Volkswagen is bracing for tough times, with mass layoffs and factory closures looming. CEO Thomas Schäfer has confirmed that drastic steps are necessary to secure the company’s future.
In an interview with Welt am Sonntag, Schäfer stated that Volkswagen cannot avoid downsizing.
When asked if all factories could be saved, his response was clear: “We don’t see that happening at the moment.”
Schäfer explained that the company must reduce capacity and adapt to “new realities” in the automotive industry, citing changing market conditions and financial pressures.
Volkswagen plans to shutter three factories in Germany, leaving thousands of workers uncertain about their futures.
Schäfer acknowledged the challenge of finding alternative roles for employees whose jobs are at risk, adding that early retirements and voluntary departures won’t be enough to balance the books.
The pressure is not only on workers.
Union IG Metall has called on Volkswagen’s board to share the burden. In response, executive salaries have been trimmed.

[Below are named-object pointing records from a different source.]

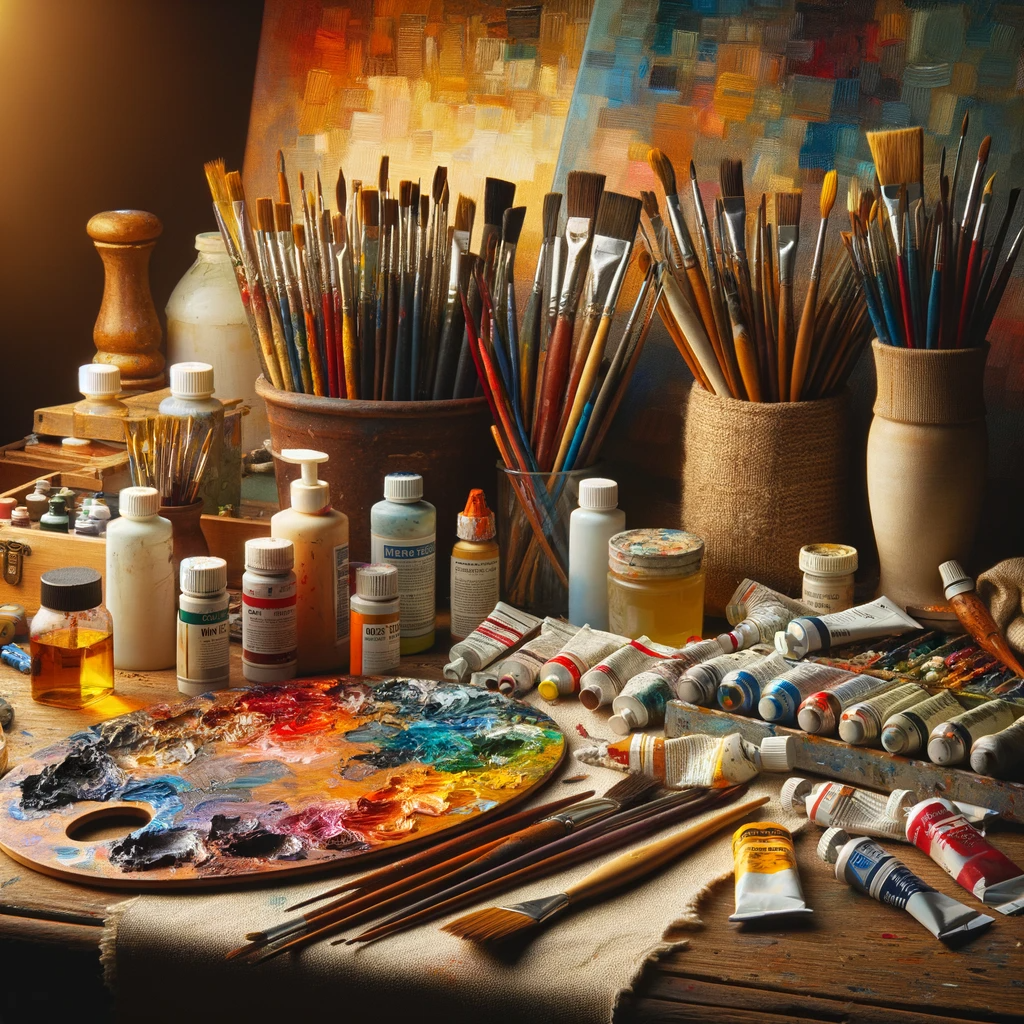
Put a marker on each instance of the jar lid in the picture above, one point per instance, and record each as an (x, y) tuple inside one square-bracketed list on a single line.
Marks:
[(828, 559), (74, 589), (641, 553)]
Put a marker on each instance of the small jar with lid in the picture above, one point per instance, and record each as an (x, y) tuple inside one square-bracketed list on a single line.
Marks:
[(828, 570), (656, 585), (72, 640)]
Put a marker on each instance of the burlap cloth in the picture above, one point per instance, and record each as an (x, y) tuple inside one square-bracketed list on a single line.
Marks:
[(573, 971)]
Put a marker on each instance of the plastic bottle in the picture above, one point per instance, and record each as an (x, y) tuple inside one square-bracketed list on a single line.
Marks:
[(204, 634), (140, 584), (376, 621), (269, 637), (475, 562), (402, 531), (591, 526), (321, 538)]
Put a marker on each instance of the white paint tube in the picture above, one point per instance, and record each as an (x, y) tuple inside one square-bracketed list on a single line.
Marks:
[(809, 633), (907, 731), (950, 741), (1000, 754), (861, 723), (938, 829), (863, 865), (694, 760), (519, 672), (757, 612), (765, 866), (698, 684), (500, 633), (561, 673)]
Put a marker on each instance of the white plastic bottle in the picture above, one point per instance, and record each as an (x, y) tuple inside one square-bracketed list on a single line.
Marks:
[(140, 584), (321, 538), (403, 531), (591, 526)]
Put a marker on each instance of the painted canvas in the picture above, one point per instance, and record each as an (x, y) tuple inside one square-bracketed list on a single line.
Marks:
[(272, 779)]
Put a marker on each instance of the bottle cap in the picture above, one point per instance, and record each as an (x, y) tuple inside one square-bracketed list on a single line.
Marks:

Board members’ fixed pay has been reduced by 5%, and they’ve forfeited a €1,000 inflation bonus and a 3.5% salary increase previously agreed upon.
Union Resistance Grows
Tensions are escalating.
Last week, the third round of negotiations between Volkswagen and its unions began amid growing unrest. Thousands of employees have protested, demanding job security and rejecting the prospect of lower wages and reduced staffing.